Trump's impeachment inquiry news now — like Bill Clinton's scandal then — sends Wall Street swinging wildly

While markets took a dive ahead of President Bill Clinton's impeachment proceedings, stocks hit an all-time high later that year.

Traders work on the floor of the New York Stock Exchange on Sept. 20, 2019Johannes Eisele / AFP - Getty Images file

Wall Street suffered from whiplash on Tuesday, as uncertainty over the future of Donald Trump's presidency added to mounting concerns about a pending recession.

The Dow Jones Industrial Average churned through a 350-point swing, closing down 139 points. The S&P 500 fell 0.8 percent, its biggest decline since August; and the Nasdaq Composite Index tumbled by around 1.5 percent, its worst day in a month.

House Speaker Nancy Pelosi, D-Calif., who for months resisted efforts to launch impeach proceedings against President Donald Trump, said Tuesday she will announce a formal inquiry, according to two Democratic sources close to her.

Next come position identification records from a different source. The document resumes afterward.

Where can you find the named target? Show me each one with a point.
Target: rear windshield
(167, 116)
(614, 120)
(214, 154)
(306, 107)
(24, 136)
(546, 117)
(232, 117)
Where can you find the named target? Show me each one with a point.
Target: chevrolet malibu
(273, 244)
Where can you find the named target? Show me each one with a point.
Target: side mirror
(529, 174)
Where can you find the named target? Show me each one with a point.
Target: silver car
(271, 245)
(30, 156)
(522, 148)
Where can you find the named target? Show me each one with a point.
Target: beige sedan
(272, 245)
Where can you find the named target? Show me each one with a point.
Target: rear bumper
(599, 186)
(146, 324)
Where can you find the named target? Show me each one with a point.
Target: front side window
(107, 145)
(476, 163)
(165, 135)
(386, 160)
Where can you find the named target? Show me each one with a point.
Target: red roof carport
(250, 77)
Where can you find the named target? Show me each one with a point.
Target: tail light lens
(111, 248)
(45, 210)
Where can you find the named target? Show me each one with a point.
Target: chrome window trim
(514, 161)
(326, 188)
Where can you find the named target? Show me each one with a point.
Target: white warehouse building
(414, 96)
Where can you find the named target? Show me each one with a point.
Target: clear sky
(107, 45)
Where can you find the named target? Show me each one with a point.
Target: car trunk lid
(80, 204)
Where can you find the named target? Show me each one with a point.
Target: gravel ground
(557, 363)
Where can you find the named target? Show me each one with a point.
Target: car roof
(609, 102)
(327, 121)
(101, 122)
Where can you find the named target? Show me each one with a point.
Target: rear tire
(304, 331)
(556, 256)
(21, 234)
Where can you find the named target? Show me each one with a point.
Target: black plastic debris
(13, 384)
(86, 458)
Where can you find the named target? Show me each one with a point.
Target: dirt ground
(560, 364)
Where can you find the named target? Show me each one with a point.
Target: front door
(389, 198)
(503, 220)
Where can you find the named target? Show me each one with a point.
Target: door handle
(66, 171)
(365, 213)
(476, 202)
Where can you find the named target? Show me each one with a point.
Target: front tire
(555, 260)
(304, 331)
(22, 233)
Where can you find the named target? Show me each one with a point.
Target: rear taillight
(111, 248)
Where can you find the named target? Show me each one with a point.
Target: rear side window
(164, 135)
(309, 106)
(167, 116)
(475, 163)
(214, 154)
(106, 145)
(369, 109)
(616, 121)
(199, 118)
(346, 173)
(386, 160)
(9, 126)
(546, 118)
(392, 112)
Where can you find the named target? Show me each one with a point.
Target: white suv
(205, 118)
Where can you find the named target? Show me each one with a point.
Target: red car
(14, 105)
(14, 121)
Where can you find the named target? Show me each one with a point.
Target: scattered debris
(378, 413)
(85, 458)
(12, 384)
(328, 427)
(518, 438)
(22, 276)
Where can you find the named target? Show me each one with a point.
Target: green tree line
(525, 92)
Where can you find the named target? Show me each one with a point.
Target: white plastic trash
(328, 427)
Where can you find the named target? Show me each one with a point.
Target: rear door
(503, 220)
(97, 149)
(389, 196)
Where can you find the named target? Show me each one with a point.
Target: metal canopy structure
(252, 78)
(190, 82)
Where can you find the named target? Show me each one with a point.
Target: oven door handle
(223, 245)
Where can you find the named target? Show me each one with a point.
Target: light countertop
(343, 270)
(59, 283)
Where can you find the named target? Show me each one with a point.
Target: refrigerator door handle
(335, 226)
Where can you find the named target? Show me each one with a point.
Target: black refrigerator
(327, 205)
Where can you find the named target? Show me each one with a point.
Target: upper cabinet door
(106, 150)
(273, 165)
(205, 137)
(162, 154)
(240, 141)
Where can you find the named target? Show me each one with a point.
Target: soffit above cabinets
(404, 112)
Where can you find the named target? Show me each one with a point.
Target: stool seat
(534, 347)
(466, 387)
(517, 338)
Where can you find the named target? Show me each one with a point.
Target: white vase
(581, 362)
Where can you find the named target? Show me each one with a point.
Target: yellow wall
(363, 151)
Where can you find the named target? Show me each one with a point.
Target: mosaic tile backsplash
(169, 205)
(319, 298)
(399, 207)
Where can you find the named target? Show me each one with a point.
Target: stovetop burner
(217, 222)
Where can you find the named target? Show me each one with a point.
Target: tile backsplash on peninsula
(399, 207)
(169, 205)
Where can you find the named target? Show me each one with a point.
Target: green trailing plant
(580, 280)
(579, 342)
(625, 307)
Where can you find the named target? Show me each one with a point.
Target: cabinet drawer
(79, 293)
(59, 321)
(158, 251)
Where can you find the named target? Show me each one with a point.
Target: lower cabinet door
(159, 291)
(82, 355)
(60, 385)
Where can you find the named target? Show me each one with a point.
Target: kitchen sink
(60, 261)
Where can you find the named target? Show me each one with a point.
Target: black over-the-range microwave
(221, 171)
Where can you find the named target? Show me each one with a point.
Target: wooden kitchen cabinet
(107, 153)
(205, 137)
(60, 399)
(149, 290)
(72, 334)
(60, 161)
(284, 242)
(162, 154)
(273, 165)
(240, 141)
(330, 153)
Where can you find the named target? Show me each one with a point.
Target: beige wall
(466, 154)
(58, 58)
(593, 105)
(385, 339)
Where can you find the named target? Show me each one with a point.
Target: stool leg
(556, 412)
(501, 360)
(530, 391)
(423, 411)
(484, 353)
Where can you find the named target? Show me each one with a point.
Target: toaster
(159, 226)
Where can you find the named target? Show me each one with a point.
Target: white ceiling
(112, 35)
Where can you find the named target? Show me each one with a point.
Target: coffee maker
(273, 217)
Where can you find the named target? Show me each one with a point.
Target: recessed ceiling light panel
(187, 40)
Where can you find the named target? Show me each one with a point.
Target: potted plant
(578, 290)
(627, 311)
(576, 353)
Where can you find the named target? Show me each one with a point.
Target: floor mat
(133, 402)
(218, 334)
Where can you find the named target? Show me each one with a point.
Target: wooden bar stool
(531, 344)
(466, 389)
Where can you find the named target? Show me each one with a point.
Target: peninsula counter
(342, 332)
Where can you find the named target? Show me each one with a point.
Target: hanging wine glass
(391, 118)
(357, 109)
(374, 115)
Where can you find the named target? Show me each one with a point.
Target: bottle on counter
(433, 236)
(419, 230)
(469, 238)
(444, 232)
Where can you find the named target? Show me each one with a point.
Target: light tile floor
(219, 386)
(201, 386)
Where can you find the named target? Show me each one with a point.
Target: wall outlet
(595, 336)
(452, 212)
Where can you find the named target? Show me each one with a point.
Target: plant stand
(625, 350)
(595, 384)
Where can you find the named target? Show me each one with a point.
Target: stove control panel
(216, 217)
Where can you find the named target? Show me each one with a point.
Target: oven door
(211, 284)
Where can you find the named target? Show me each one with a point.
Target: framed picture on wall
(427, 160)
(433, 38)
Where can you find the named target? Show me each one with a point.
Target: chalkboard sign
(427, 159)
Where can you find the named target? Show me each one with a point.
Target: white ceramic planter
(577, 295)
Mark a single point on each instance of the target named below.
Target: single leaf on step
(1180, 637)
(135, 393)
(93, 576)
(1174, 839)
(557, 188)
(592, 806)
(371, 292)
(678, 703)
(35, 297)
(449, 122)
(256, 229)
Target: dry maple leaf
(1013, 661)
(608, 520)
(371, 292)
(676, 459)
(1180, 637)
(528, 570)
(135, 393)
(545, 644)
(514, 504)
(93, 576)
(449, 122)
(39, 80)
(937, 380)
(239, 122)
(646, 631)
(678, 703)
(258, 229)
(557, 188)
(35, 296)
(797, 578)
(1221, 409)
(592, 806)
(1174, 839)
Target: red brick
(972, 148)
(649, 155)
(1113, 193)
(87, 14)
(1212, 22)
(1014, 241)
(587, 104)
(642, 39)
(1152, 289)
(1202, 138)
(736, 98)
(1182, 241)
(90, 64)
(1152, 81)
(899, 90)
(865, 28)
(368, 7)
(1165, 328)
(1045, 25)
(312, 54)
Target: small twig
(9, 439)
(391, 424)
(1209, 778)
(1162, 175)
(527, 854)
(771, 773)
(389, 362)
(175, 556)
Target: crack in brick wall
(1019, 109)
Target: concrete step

Pelosi's change of heart comes as dozens of House Democrats — now more than two-thirds of the caucus — have come out in support of an impeachment inquiry in the wake of reports that Trump may have withheld aid to Ukraine to pressure officials there to investigate the son of political rival Joe Biden.

Stocks were already trending lower earlier in the day after Trump gave a speech to the United Nations General Assembly, in which he sharply defended his trade policy with China, lambasting Beijing's intellectual property theft and ramping up his accusations that China manipulates its currency.

Markets tumbled again after Pelosi made her announcement, then pared losses when Trump tweeted that he had authorized the release of the "complete, fully declassified and unredacted" transcript of a July phone call he had with Ukrainian President Volodymyr Zelensky that is at the center of the issue.

During President Bill Clinton's impeachment trial in 1998, markets fell prior to the release of independent counsel Kenneth Starr's report on charges of perjury and obstruction of justice related to Clinton's affair with White House intern Monica Lewinsky. However, markets rose as impeachment proceedings continued, hitting an all-time high later that year.

"I think that if I ever got impeached, the market would crash," Trump told Fox News in an interview last August. "Everybody would be very poor."